What Absolutely NOT to do:
Tip 1: Slobber. Always Something There To Remind Me
Make sure to cover the whole bottom half of the girl’s face with an even layer of your spit. Imagine a dotted line from ear to ear, across her nose, then reaching down to her chin, and try to cover that whole area. Hormones are tricky things, and you don’t want to walk away from this adventure without her being able to smell your lunch on her upper lip.
Tip 2: Don’t forget to cover every tiny detail of the mouth with your tongue! Ever!
Nobody wants to think about the worst case scenario, but a real modern lothario is going to have to accept the possibility that some of his conquests may go missing or die. How can you help? Well, think of every kissing session as an opportunity to take in information. If you’ve spent some time getting hot and heavy and you could not assist the police in making a detailed plaster cast of the inside of “the victim’s” mouth, you’ve wasted everyone’s time. Touch every tooth with your tongue. Now, do it again. Make notes. Try to see how far you can get it down her throat.
Tip 3: Strangle Hold Hands
It’s well known that there’s nothing that makes a girl feel safer and more cared for than when someone, preferably James Franco, softly caresses her cheek, then gently cradles her face in his hands to kiss her. Now, imagine how much better she’d feel if imaginary James Franco had his hands loosely but solidly around her throat!
Tip 4: Hickeys
Hickeys serve a lot of purposes. For one, they are marking your territory, like a dog pissing on a tree. For second, if you are judicious about the size and location of your hickeys, they can protect your property because you’ve marked a pretty girl in a hideous manner. If you are dating a particularly naive girl, she may form the impression that you are a sexy vampire, a la “Edward.” How exciting for everyone! I once saw a Dunkin’ Donuts employee in Plano, TX who was wearing a temporary turtleneck of hickeys, covering him from his jawline down into his uniform, and although it was nauseating, I thought, “Well, at least somebody loves him.” It may have been a series of unfortunate birthmarks. What am I, a scientist?

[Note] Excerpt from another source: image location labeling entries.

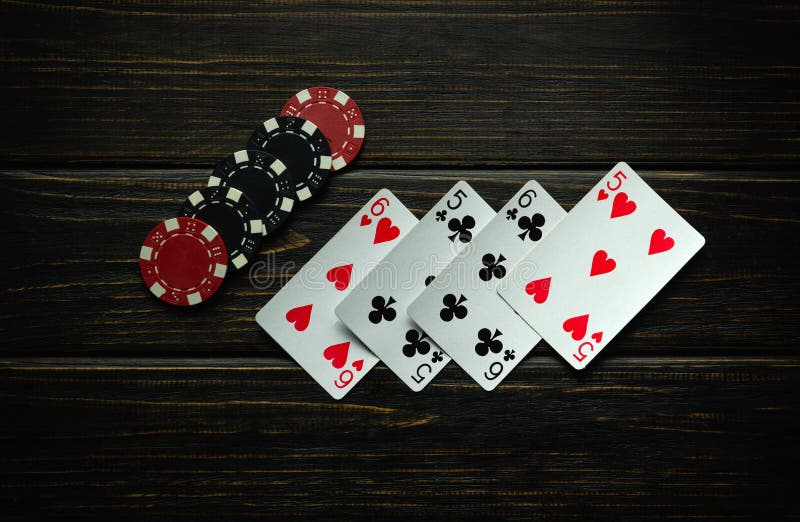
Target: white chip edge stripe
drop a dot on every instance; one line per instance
(239, 261)
(278, 166)
(241, 156)
(325, 162)
(209, 233)
(303, 194)
(195, 198)
(270, 125)
(308, 128)
(342, 98)
(157, 289)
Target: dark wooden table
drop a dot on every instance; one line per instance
(115, 406)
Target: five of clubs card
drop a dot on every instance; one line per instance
(479, 288)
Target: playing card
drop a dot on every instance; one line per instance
(300, 317)
(376, 309)
(613, 252)
(461, 310)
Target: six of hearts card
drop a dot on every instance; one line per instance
(479, 288)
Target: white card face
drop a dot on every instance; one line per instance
(376, 309)
(613, 252)
(300, 317)
(461, 310)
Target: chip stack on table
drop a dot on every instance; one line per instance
(250, 195)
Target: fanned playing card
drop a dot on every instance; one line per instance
(376, 309)
(461, 310)
(612, 253)
(300, 317)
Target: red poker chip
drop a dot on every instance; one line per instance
(336, 115)
(183, 261)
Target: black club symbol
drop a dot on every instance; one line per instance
(492, 267)
(382, 310)
(530, 227)
(415, 344)
(461, 229)
(453, 308)
(488, 342)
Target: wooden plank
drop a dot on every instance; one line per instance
(707, 438)
(441, 83)
(74, 238)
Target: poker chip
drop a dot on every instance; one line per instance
(183, 261)
(264, 179)
(301, 146)
(337, 115)
(234, 215)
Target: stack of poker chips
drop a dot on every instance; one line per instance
(250, 195)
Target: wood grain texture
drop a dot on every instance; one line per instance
(648, 438)
(461, 83)
(76, 237)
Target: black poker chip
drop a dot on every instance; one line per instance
(233, 215)
(301, 146)
(264, 179)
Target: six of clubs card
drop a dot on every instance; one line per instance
(300, 317)
(613, 252)
(376, 309)
(478, 287)
(461, 310)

NOW Here’s How to ABSOLUTELY Freshen Up KISSING:
The lips are the most publicly available erogenous zone. Kissing involves all the senses, we’re communicating by touch and smell, and even with pheromones, those weird, invisible strings that draw us together. Kissing is a kind of magic, and it doesn’t get enough attention.
Mirror Man:
Kissing is something that two people do together, so try not to be too dominant or submissive. It’s a give-and-take, so feel where your partner is and try to match it. Mirror their pressure, rhythm, and frequency.
Change it Up:
Build up to crescendos, adding pressure and urgency, then take it slow and gentle. Remember that closed-mouth kisses can be both incredibly tender and sensual, mix them in with, as we used to say, “Frenching”. Make variations in your method until your partner thinks you’ve been kissing other people, and then say no, Virginia told me to do it, and then they’ll say who the hell is that? Now you’re fighting, and we all know how erotic that can be!
Take Your Time:
Too often as adults, kissing is given a short shrift as we gallop towards intercourse, but we forget what an important part of foreplay it is. Remember when you were a teenager, and you’d kiss until your mouth was chapped and your eyes were out of focus, just making out in a dark corner until an authority figure found you? Remember how fun that was? Let your partner know you’re going to stop at first base for fifteen or twenty minutes before you continue with more foreplay. Set a timer on your phone. It won’t get boring, it’ll just make you more excited to hit the bedroom!